Wie läßt sich dieses Dogma begründen? Es läßt sich begründen durch Schrift und Tradition. In der Heiligen Schrift wird uns berichtet, daß Feindschaft zwischen dem Satan und dem Schlangentreter (Christus) bestehen sollte.  Mit dem Schlangentreter aufs engste verbunden ist seine Mutter. Sie ist in die Feindschaft gegen den Satan hineingezogen. Ebensowenig wie er vom Satan in Anspruch genommen werden konnte, ebensowenig auch seine Mutter. Diese Unverletztheit, diese Unversehrtheit hat zur Folge, daß sich in ihr die Erlösung in einer ganz anderen und tiefergehenden Weise durchsetzen konnte als bei den Menschen, die von der Erbsünde versehrt wurden. Dazu kommt die Muttergotteswürde. Es war höchst angemessen, daß diejenige, die den Logos gebären sollte, auch an der Sieghaftigkeit des Logos über die Sünde teilhatte. Sie sollte ebenso wie ihr Sohn nicht der Verwesung überlassen werden, sondern sie sollte in der Kraft der Macht ihres Sohnes über die Verwesung triumphieren. Ihr Leib sollte nicht auf irdische Weise zugrundegehen, sondern nach Verwandlung in die Herrlichkeit aufgenommen werden. Es gibt also biblische Grundlagen für diese Wahrheit. Und, wie gesagt, die Kirche hat sie viele Jahrhunderte hindurch geglaubt. Es gab ein Fest der „koimesis“, also des Heimganges, des Entschlafens Mariens, lange bevor diese Wahrheit als Dogma verkündet wurde. Das ordentliche Lehramt, also die alltägliche Lehrverkündigung der Kirche, hat diese Wahrheit immer verkündet; das gläubige Volk hat sie immer geglaubt. Es war deswegen nur der notwendige Schlußpunkt, als Pius XII. am 1. November 1950 diesen Satz mit absoluter Glaubensgewißheit zum Dogma erhob.

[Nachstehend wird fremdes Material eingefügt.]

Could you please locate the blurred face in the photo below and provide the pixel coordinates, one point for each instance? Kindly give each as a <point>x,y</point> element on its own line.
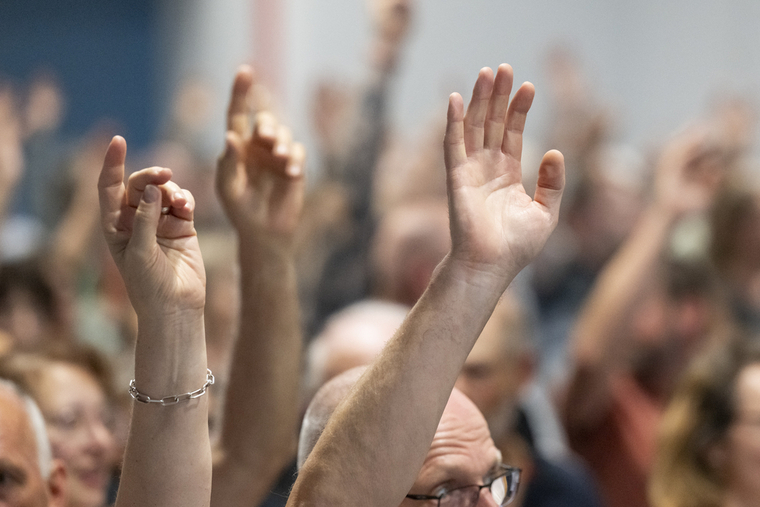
<point>492,378</point>
<point>21,484</point>
<point>462,453</point>
<point>743,443</point>
<point>77,416</point>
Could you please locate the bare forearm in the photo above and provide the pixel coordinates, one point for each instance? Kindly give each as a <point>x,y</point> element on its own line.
<point>380,434</point>
<point>261,407</point>
<point>168,456</point>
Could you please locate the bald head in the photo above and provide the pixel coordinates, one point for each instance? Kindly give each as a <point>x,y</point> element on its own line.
<point>24,451</point>
<point>462,444</point>
<point>409,243</point>
<point>499,365</point>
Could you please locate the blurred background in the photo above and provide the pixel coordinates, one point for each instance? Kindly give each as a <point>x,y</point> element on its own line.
<point>655,62</point>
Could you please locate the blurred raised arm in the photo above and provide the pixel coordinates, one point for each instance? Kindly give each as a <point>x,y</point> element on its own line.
<point>148,225</point>
<point>376,441</point>
<point>260,183</point>
<point>687,176</point>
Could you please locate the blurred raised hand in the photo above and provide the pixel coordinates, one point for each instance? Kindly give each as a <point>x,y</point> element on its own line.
<point>11,152</point>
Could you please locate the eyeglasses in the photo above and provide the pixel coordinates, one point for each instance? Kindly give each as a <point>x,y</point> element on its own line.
<point>503,488</point>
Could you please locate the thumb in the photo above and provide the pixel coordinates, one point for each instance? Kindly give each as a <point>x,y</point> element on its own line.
<point>146,220</point>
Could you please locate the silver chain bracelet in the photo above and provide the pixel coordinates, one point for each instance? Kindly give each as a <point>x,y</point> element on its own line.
<point>171,400</point>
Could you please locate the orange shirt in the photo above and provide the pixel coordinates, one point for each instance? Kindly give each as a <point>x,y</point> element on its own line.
<point>620,451</point>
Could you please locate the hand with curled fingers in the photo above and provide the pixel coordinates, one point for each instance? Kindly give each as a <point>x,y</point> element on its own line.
<point>496,228</point>
<point>690,169</point>
<point>148,224</point>
<point>259,176</point>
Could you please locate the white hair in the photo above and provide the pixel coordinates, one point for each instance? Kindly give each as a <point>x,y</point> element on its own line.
<point>382,317</point>
<point>44,451</point>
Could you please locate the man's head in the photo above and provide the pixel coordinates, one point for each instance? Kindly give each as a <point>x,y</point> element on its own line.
<point>499,365</point>
<point>352,337</point>
<point>30,478</point>
<point>462,452</point>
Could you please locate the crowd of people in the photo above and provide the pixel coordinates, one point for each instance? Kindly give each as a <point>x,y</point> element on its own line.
<point>421,324</point>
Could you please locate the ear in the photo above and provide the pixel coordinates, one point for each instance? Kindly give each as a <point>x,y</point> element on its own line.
<point>57,485</point>
<point>717,457</point>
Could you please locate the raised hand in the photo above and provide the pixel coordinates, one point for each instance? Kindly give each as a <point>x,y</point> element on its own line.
<point>259,176</point>
<point>496,227</point>
<point>689,171</point>
<point>148,225</point>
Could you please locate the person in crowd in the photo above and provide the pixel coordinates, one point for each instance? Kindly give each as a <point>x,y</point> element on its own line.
<point>735,250</point>
<point>639,326</point>
<point>495,376</point>
<point>31,477</point>
<point>259,181</point>
<point>409,242</point>
<point>708,451</point>
<point>72,388</point>
<point>352,141</point>
<point>353,336</point>
<point>376,447</point>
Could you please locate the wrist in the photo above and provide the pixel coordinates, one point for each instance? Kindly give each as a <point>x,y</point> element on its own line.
<point>486,280</point>
<point>255,252</point>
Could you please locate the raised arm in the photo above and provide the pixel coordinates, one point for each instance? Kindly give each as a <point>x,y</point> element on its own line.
<point>375,443</point>
<point>148,225</point>
<point>11,150</point>
<point>259,181</point>
<point>685,182</point>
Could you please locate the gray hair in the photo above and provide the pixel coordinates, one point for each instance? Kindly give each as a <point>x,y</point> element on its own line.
<point>322,407</point>
<point>44,451</point>
<point>385,316</point>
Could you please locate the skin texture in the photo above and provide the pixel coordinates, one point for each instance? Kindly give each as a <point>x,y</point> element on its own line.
<point>160,261</point>
<point>497,368</point>
<point>21,484</point>
<point>259,182</point>
<point>381,433</point>
<point>462,452</point>
<point>76,412</point>
<point>742,445</point>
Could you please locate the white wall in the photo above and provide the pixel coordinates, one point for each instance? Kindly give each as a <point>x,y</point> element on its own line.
<point>656,61</point>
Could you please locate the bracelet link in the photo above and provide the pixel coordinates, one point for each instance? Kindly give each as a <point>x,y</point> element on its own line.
<point>174,399</point>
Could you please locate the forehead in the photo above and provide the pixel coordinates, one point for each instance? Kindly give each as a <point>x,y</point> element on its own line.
<point>462,451</point>
<point>748,390</point>
<point>17,443</point>
<point>64,384</point>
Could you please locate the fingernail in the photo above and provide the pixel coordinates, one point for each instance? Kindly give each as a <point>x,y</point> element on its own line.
<point>151,193</point>
<point>293,170</point>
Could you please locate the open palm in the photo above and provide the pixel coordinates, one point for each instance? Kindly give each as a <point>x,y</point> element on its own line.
<point>495,225</point>
<point>156,252</point>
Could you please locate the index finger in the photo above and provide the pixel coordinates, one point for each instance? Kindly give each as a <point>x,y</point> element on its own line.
<point>111,184</point>
<point>239,111</point>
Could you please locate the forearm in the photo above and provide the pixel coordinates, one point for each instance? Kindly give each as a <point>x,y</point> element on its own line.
<point>261,407</point>
<point>379,436</point>
<point>168,456</point>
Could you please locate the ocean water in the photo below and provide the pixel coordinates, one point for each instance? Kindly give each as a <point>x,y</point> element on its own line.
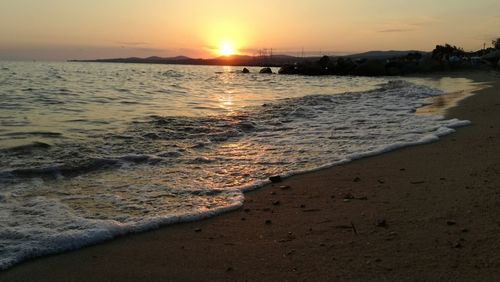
<point>90,151</point>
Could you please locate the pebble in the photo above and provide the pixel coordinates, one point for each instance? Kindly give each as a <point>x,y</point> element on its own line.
<point>381,223</point>
<point>275,179</point>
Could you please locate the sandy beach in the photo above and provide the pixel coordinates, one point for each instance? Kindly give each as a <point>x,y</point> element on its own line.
<point>423,213</point>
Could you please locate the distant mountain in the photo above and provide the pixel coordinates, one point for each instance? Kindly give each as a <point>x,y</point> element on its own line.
<point>245,60</point>
<point>235,60</point>
<point>381,55</point>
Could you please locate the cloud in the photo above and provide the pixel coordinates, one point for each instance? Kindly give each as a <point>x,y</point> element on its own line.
<point>395,30</point>
<point>406,25</point>
<point>131,43</point>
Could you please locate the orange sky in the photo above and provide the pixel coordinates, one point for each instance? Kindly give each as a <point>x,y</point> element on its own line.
<point>67,29</point>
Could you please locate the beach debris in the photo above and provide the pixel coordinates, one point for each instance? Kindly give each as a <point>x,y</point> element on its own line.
<point>451,222</point>
<point>347,226</point>
<point>349,196</point>
<point>311,210</point>
<point>266,70</point>
<point>381,223</point>
<point>354,228</point>
<point>275,179</point>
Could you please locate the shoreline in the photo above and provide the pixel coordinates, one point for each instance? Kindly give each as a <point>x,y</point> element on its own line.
<point>347,222</point>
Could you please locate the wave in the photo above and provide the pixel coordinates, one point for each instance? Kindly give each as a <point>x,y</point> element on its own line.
<point>175,169</point>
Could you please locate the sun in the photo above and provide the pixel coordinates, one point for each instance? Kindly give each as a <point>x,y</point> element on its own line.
<point>226,48</point>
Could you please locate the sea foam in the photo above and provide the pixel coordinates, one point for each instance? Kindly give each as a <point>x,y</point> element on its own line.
<point>164,169</point>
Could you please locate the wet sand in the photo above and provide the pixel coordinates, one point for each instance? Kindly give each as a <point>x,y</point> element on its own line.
<point>423,213</point>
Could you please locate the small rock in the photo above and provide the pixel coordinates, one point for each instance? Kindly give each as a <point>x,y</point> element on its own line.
<point>275,179</point>
<point>348,196</point>
<point>381,223</point>
<point>266,70</point>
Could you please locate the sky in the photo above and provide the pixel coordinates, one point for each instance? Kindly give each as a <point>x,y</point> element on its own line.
<point>76,29</point>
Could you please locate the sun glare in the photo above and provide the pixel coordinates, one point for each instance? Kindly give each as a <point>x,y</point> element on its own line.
<point>227,49</point>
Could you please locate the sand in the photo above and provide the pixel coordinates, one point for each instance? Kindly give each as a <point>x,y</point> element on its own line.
<point>429,212</point>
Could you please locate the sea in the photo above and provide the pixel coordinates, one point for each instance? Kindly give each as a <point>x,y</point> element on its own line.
<point>90,151</point>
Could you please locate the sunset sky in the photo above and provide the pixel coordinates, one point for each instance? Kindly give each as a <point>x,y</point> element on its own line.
<point>75,29</point>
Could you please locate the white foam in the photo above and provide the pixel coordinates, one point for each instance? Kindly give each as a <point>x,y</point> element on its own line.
<point>203,171</point>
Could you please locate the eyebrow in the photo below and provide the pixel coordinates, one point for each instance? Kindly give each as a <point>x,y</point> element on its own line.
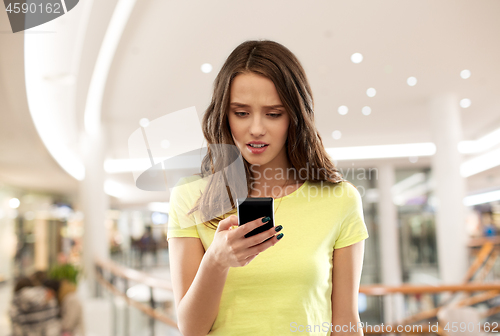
<point>245,105</point>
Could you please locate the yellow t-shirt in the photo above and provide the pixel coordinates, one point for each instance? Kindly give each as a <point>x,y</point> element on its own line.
<point>288,287</point>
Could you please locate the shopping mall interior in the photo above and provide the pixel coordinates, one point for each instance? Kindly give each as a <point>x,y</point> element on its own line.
<point>407,103</point>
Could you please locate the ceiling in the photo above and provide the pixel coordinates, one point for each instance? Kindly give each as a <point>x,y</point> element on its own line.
<point>156,71</point>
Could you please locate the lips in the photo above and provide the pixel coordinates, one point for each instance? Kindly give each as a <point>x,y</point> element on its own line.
<point>257,150</point>
<point>257,143</point>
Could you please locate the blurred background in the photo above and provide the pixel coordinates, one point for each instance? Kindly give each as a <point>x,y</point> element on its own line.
<point>406,100</point>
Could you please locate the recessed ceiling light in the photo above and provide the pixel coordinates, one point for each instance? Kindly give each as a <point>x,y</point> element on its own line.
<point>356,58</point>
<point>465,74</point>
<point>465,102</point>
<point>165,143</point>
<point>14,203</point>
<point>366,110</point>
<point>336,135</point>
<point>206,67</point>
<point>411,81</point>
<point>343,110</point>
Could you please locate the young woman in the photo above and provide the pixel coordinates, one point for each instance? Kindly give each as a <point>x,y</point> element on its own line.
<point>304,279</point>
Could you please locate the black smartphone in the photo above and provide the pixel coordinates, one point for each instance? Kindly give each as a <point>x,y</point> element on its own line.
<point>250,209</point>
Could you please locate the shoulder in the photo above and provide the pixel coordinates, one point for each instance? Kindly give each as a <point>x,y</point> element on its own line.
<point>341,189</point>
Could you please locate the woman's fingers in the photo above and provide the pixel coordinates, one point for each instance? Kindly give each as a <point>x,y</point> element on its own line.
<point>226,223</point>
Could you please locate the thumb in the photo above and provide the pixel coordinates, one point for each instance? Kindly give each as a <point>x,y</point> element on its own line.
<point>226,223</point>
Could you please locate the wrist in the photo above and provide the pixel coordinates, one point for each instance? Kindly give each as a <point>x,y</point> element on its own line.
<point>213,263</point>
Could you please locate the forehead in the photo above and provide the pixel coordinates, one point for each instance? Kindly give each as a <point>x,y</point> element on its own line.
<point>251,88</point>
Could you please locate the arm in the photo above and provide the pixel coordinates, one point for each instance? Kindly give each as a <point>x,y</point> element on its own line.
<point>346,275</point>
<point>197,283</point>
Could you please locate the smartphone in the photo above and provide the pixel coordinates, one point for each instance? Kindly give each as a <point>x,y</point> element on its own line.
<point>250,209</point>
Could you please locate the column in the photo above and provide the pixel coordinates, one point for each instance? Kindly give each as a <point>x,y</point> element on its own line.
<point>451,232</point>
<point>94,203</point>
<point>389,244</point>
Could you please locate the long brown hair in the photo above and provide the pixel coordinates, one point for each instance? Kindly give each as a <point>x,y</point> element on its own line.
<point>305,148</point>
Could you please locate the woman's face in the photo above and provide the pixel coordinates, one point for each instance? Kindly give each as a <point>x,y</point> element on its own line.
<point>257,116</point>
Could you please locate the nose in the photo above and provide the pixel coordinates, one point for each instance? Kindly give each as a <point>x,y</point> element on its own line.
<point>257,127</point>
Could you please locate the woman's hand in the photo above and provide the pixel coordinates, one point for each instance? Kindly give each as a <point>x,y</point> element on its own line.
<point>230,248</point>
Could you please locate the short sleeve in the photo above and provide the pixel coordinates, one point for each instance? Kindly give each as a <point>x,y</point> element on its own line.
<point>180,224</point>
<point>353,228</point>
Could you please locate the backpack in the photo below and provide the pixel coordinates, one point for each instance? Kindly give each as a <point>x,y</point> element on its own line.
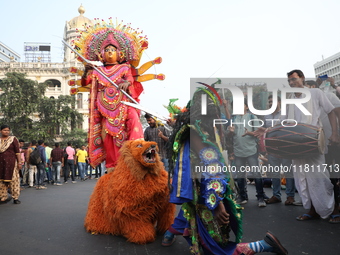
<point>35,158</point>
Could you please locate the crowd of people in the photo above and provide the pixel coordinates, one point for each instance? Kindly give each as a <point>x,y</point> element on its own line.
<point>194,141</point>
<point>22,168</point>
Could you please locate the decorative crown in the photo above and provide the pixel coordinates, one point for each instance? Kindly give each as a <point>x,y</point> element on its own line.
<point>92,41</point>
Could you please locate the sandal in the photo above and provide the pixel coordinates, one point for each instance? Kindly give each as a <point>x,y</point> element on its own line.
<point>334,219</point>
<point>307,216</point>
<point>290,201</point>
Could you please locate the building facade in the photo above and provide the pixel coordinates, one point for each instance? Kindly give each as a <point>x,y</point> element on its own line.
<point>56,73</point>
<point>7,54</point>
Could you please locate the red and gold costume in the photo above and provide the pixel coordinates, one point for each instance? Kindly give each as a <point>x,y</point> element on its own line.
<point>110,121</point>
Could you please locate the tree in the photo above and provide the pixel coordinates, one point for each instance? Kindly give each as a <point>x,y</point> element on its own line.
<point>30,114</point>
<point>58,115</point>
<point>19,100</point>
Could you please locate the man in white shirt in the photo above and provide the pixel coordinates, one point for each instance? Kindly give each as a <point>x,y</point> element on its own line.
<point>315,188</point>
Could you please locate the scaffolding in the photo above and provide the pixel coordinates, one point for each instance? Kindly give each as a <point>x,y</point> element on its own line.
<point>37,52</point>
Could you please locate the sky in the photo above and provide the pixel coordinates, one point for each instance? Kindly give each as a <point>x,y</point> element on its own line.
<point>196,39</point>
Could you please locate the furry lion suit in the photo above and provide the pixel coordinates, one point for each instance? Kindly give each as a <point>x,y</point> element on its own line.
<point>133,200</point>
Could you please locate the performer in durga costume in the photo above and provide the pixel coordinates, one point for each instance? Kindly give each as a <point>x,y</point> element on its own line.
<point>208,212</point>
<point>111,122</point>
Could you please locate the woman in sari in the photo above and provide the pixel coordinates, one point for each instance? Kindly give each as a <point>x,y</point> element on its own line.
<point>10,163</point>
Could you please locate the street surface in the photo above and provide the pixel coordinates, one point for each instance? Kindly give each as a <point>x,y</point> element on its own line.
<point>51,222</point>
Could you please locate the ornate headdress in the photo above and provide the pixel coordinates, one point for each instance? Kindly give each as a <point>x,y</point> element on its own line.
<point>92,41</point>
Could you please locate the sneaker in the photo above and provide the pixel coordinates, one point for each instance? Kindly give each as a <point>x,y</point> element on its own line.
<point>297,203</point>
<point>261,202</point>
<point>273,200</point>
<point>242,201</point>
<point>168,239</point>
<point>16,201</point>
<point>275,243</point>
<point>290,201</point>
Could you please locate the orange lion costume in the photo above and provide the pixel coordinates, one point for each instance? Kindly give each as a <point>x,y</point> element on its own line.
<point>133,200</point>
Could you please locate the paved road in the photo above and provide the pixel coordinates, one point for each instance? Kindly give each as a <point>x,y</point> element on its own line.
<point>51,222</point>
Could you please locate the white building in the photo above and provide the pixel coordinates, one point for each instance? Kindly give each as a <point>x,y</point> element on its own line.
<point>329,66</point>
<point>7,54</point>
<point>57,73</point>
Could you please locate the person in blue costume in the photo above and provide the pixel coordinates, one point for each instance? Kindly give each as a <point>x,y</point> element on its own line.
<point>201,184</point>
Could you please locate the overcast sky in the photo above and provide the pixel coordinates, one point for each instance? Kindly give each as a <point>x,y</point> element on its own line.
<point>195,38</point>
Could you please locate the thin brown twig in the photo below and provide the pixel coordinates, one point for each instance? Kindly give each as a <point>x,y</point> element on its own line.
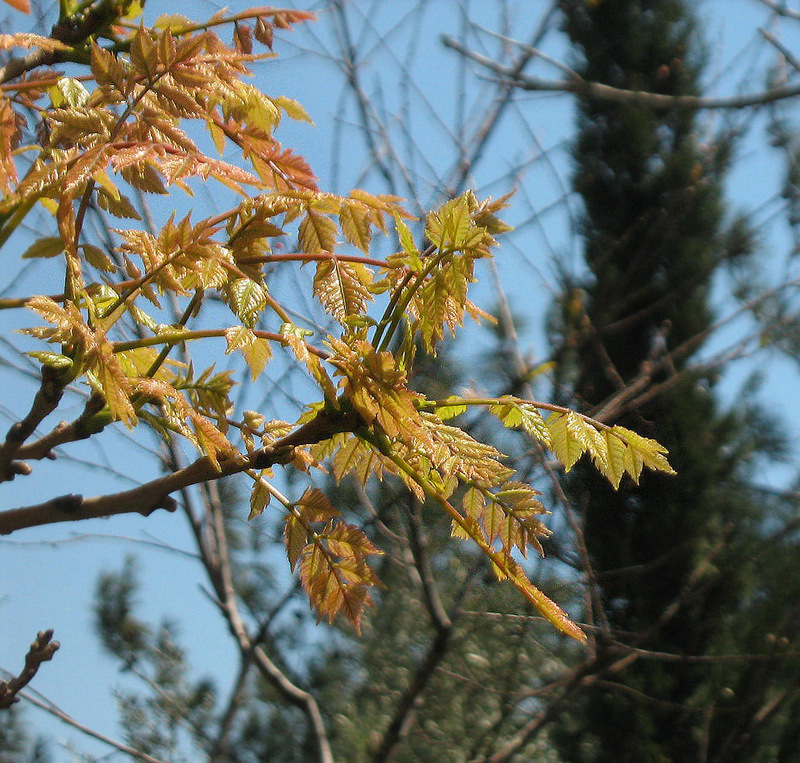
<point>599,92</point>
<point>41,650</point>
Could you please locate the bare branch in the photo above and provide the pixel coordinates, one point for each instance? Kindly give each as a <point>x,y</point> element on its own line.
<point>41,650</point>
<point>599,92</point>
<point>156,494</point>
<point>62,716</point>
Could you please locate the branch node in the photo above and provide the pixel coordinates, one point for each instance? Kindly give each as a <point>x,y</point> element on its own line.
<point>69,504</point>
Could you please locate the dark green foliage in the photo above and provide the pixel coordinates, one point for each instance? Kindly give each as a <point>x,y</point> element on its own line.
<point>672,556</point>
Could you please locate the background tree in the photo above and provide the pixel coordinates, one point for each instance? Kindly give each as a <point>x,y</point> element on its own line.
<point>119,339</point>
<point>517,716</point>
<point>670,578</point>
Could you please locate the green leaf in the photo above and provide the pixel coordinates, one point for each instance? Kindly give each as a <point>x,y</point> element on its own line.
<point>68,92</point>
<point>52,359</point>
<point>317,233</point>
<point>259,498</point>
<point>248,299</point>
<point>565,433</point>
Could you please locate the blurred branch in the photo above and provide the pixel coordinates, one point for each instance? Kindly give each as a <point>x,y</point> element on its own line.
<point>599,92</point>
<point>41,650</point>
<point>156,494</point>
<point>48,707</point>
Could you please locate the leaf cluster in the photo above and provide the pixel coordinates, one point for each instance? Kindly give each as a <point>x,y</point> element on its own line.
<point>129,127</point>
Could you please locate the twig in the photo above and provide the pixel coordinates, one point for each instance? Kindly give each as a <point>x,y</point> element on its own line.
<point>41,650</point>
<point>599,92</point>
<point>153,495</point>
<point>61,715</point>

Wir dürfen freilich die Unterschiede der Aufnahme Mariens in den Himmel von der Himmelfahrt Jesu nicht übersehen. Die Himmelfahrt Jesu ist schon sprachlich von der Aufnahme Mariens unterschieden; denn von Jesus sagen wir: Er fuhr aus eigener Kraft in den Himmel hinauf, während Maria aufgenommen wurde, also in der Kraft Gottes. Die Himmelfahrt Jesu ist ein bestimmtes historisches Faktum, das wir in die Heilsgeschichte mit Datum einordnen können, nämlich 40 Tage nach der Auferstehung ist die Himmelfahrt erfolgt. Für die Aufnahme Mariens in den Himmel läßt sich kein Datum angeben. Wir haben keinen bestimmten Tag, den wir als den Tag der Aufnahme Mariens namhaft machen könnten. Wir haben auch keine Augenzeugen. Die Apostel waren Zeugen der Auffahrt Christi in den Himmel; für Maria gibt es keine Augenzeugen, die uns erklären könnten: Maria ist in den Himmel aufgenommen worden, wir haben es gesehen. Von Jesus wissen wir, daß er emporschwebte, wie der Bericht der Apostelgeschichte uns meldet. Das Emporschweben Mariens ist uns nicht beglaubigt. Es wird zwar in der Kunst dargestellt, aber diese künstlerische Aussage ist nicht ein Bestandteil des Dogmas.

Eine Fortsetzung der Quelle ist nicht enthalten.